The enterprises we’re working with generally call this “internal Hadoop as a service” or “Big Data as a service.” (Try acronyming that second one. ? )
With this third phase comes a new set of requirements for Hadoop:
- When multiple departments are using shared infrastructure, they demand SLAs – it just doesn’t work if one group’s use of Hadoop slows down everyone else’s use beyond an acceptable limit.
- As Hadoop becomes an increasingly big part of a company’s IT spend, it’s more important than ever that it be efficient. Enterprises don’t want to buy another hundred servers just because that’s the most obvious way to support more work – and even if they did, they often can’t find enough data center space to put them in.
- With many departments and hundreds or thousands of users running jobs on the same cluster, the operations group needs to understand which jobs might be causing problems for all the others, and to help users understand and reduce the impact of poorly written jobs.

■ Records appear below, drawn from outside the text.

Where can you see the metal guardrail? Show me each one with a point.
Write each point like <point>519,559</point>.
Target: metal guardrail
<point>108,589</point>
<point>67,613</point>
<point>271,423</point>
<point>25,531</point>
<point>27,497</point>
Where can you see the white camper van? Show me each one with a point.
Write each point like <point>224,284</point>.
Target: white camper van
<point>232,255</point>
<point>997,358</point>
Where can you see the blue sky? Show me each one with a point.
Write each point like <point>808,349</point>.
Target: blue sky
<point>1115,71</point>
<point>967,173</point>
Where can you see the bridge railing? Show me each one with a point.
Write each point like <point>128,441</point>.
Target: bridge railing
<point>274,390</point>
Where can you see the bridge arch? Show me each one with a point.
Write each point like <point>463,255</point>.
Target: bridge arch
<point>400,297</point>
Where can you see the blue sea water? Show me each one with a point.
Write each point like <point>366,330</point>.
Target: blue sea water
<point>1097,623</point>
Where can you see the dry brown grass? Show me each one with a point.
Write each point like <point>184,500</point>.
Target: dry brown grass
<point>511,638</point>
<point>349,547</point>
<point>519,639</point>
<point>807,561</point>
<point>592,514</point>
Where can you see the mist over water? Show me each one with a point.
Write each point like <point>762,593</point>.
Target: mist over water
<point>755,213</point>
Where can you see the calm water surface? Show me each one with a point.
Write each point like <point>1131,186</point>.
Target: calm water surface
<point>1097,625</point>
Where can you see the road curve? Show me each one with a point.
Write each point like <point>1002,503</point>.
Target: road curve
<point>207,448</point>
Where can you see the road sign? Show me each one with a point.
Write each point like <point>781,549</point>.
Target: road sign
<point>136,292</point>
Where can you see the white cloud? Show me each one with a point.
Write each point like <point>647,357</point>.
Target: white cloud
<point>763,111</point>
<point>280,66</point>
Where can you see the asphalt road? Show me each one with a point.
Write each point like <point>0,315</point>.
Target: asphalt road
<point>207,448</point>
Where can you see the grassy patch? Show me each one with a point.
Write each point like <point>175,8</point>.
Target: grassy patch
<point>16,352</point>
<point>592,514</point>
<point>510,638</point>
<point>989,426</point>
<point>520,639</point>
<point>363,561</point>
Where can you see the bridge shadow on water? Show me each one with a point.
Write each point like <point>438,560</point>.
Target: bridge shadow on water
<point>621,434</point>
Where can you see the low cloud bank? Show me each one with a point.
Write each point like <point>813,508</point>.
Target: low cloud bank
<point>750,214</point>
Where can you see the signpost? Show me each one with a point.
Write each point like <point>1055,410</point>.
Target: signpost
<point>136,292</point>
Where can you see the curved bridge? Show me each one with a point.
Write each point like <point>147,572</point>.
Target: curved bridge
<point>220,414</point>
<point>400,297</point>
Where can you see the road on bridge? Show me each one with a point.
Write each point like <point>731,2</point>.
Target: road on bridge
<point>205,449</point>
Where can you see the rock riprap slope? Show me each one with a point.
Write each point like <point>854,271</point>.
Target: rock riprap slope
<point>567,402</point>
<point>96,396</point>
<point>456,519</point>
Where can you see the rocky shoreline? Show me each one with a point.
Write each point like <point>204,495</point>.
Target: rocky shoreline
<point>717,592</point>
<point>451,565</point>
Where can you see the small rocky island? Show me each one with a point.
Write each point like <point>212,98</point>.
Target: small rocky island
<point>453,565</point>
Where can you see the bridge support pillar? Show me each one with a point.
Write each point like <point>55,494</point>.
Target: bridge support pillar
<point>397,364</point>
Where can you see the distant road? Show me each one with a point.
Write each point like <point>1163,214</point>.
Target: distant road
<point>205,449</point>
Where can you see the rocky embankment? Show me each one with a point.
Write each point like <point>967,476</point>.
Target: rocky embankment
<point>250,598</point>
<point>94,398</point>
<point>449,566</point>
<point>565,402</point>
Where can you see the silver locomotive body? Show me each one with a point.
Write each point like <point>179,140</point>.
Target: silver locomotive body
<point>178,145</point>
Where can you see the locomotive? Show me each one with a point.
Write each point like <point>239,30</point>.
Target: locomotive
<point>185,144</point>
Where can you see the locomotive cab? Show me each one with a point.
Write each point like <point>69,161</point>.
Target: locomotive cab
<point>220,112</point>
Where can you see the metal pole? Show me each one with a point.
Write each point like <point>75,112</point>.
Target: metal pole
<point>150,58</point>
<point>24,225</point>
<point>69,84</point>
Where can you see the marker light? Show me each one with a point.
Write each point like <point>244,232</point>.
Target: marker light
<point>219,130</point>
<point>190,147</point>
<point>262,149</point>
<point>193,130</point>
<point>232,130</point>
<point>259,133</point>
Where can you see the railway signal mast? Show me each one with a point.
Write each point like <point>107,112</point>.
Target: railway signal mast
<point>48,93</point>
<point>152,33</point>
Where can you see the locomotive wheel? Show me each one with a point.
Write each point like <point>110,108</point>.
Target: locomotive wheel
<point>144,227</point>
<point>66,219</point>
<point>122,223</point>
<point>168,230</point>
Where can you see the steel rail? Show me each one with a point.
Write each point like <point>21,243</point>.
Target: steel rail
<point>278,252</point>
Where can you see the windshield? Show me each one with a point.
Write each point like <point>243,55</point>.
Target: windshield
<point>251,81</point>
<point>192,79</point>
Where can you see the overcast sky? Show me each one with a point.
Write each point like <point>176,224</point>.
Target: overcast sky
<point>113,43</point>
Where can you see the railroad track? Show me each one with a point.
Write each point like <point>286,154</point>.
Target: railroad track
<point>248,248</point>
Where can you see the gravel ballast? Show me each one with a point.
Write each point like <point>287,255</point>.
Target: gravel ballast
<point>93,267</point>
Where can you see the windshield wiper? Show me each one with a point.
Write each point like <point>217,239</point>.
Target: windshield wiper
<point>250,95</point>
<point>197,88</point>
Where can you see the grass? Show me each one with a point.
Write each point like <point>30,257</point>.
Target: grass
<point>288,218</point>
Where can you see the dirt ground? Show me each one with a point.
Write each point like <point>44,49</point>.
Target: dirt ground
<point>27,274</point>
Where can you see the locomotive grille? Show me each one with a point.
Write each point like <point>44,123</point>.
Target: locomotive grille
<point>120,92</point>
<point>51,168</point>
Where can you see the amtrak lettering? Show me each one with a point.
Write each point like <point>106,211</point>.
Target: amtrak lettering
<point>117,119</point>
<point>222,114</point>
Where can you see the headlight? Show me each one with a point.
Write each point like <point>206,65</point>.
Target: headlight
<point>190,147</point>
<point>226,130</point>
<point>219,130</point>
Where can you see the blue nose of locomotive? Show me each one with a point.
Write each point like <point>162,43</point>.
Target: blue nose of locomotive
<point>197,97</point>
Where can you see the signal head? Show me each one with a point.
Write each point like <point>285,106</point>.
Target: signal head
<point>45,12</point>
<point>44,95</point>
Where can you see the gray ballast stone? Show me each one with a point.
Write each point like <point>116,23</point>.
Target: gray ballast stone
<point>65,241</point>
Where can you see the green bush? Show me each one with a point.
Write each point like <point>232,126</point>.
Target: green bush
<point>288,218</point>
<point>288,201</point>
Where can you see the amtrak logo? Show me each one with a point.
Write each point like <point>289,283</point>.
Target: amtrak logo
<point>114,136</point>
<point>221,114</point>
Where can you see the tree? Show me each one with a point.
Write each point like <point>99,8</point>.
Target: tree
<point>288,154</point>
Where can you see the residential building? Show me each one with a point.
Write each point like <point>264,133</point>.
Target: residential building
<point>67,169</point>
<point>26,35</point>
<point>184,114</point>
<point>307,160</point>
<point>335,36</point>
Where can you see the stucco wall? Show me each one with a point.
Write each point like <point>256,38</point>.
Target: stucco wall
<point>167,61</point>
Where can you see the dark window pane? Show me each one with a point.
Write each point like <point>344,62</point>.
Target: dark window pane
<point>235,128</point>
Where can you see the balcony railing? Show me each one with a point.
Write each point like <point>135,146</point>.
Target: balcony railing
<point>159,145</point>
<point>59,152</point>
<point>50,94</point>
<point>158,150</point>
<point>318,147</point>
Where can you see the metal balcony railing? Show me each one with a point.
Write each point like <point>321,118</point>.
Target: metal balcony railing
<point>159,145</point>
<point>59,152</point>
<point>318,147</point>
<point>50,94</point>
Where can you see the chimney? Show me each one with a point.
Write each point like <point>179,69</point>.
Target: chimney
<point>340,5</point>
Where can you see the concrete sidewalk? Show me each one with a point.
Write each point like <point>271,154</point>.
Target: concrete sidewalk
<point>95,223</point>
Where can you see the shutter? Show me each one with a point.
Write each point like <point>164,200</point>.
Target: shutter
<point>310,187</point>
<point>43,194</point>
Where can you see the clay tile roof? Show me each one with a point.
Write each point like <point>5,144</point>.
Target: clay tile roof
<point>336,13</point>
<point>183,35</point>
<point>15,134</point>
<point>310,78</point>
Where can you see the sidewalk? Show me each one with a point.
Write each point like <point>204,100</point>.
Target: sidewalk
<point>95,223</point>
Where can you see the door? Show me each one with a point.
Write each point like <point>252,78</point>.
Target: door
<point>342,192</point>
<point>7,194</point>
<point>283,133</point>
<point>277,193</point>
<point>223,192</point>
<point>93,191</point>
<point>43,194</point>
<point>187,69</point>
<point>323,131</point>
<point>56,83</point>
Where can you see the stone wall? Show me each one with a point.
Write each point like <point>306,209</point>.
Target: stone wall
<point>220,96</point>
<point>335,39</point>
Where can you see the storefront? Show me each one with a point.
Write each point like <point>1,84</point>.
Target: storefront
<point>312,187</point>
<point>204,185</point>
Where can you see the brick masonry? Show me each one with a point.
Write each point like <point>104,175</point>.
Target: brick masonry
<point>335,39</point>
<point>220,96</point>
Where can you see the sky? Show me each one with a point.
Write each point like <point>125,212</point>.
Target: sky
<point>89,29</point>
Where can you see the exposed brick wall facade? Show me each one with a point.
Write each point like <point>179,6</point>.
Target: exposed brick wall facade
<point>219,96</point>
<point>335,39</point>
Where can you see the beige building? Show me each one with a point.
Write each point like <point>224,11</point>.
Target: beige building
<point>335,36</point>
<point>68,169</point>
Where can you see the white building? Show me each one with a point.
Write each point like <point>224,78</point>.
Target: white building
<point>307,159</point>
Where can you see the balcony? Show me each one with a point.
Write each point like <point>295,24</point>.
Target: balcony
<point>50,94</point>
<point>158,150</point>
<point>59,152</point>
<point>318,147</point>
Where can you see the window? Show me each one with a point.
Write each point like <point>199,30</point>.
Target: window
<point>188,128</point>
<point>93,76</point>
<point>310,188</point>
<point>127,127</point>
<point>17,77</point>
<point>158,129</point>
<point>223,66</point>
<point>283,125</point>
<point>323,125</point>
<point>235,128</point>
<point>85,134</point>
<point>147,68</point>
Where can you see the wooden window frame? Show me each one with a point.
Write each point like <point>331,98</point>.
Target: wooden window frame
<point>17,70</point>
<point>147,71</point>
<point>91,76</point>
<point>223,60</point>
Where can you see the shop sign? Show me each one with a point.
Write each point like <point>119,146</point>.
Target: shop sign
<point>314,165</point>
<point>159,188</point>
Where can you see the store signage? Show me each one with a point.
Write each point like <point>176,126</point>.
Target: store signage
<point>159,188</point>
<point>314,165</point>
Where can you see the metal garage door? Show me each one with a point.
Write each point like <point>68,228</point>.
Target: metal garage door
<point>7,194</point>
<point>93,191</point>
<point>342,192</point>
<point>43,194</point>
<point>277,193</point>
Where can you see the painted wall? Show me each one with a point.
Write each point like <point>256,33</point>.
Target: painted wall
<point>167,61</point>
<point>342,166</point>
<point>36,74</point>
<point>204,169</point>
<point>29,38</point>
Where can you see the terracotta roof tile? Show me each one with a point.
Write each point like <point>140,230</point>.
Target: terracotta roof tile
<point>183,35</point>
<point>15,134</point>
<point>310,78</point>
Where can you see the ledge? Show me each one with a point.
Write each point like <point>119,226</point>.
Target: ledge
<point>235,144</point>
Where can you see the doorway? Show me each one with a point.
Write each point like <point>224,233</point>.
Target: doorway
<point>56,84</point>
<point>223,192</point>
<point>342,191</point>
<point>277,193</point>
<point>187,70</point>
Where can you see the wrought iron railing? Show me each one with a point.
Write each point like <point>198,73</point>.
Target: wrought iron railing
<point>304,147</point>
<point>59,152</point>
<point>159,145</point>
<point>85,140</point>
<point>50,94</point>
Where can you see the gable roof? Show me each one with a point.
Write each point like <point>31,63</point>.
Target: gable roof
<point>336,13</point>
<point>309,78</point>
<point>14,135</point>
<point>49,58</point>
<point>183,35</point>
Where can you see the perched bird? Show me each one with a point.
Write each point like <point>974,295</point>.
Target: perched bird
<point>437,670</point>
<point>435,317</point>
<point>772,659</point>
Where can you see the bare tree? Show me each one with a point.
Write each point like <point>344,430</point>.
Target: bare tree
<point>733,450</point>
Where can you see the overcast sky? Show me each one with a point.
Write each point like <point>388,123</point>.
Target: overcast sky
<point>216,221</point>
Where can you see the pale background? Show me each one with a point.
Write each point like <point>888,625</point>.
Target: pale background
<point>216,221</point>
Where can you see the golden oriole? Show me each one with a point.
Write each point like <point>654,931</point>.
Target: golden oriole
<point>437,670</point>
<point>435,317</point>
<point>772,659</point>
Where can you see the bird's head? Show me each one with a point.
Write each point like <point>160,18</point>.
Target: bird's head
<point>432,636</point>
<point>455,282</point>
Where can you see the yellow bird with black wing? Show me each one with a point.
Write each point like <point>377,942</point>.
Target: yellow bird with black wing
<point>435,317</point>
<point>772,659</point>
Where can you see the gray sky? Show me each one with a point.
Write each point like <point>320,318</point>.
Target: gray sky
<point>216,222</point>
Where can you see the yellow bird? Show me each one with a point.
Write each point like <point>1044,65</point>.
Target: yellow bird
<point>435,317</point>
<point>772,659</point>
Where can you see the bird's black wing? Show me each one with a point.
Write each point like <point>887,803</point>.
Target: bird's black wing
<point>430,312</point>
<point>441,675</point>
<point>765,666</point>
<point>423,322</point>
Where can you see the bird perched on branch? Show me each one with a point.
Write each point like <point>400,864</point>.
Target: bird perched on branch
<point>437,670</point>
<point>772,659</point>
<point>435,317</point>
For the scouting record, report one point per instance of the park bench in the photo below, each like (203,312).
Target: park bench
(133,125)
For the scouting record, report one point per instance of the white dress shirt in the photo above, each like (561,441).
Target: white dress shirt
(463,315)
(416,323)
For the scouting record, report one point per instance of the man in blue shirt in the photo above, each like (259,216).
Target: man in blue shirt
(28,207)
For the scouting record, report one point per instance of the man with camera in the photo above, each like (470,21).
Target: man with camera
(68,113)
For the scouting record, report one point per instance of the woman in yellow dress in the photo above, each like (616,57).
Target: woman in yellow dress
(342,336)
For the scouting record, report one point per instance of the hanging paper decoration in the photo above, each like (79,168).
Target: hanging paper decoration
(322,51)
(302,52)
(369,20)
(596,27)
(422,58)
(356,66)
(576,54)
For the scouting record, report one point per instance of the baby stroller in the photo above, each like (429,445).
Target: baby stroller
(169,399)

- Now that each business unit isn’t buying its own cluster, it’s critical for IT to be able to accurately allocate costs back to each department.
- … Plus myriad other requirements that enterprises have once business units start sharing data and compute: granular access control, business continuity, regulatory compliance, and so on.
Chargeback reports: Providing another missing piece of the puzzle
Pepperdata’s real-time cluster optimization software has already helped enterprises meet some of these requirements. Today we’re launching a new feature that provides accurate chargeback reports of real hardware usage In order to give enterprise IT organizations the detailed visibility they need when running internal Hadoop as a service.
Until today, IT’s ability to measure and charge for Hadoop usage was limited to measuring data storage at rest – how many terabytes each department was storing on disk. The problem is that such a simple metric only captures a fraction of the total cost of the cluster; it doesn’t reflect who’s actually using that data and how much computational power they’re consuming as they do their work. It also tends to penalize groups that provide data that is useful for other departments as well, since they get charged for storing “their” data even if others are using it too.
Our new chargeback reports provide the missing pieces needed get a complete picture: we report on total CPU, memory, disk I/O (data access, not just data at rest), and network used by each group during any desired window in time. Operators can get a summary view broken down by application or queue, and if needed they can also drill down into usage by individual users and even jobs, in order to find the most expensive workloads running on the cluster.
As we’ve talked to customers about the challenges of running a centralized Hadoop service, we’ve heard over and over that SLAs, efficiency, and chargebacks are critical requirements that they’re not getting from out-of-the-box Hadoop. With today’s news, we’re excited to announce that Pepperdata is providing another one of these missing pieces.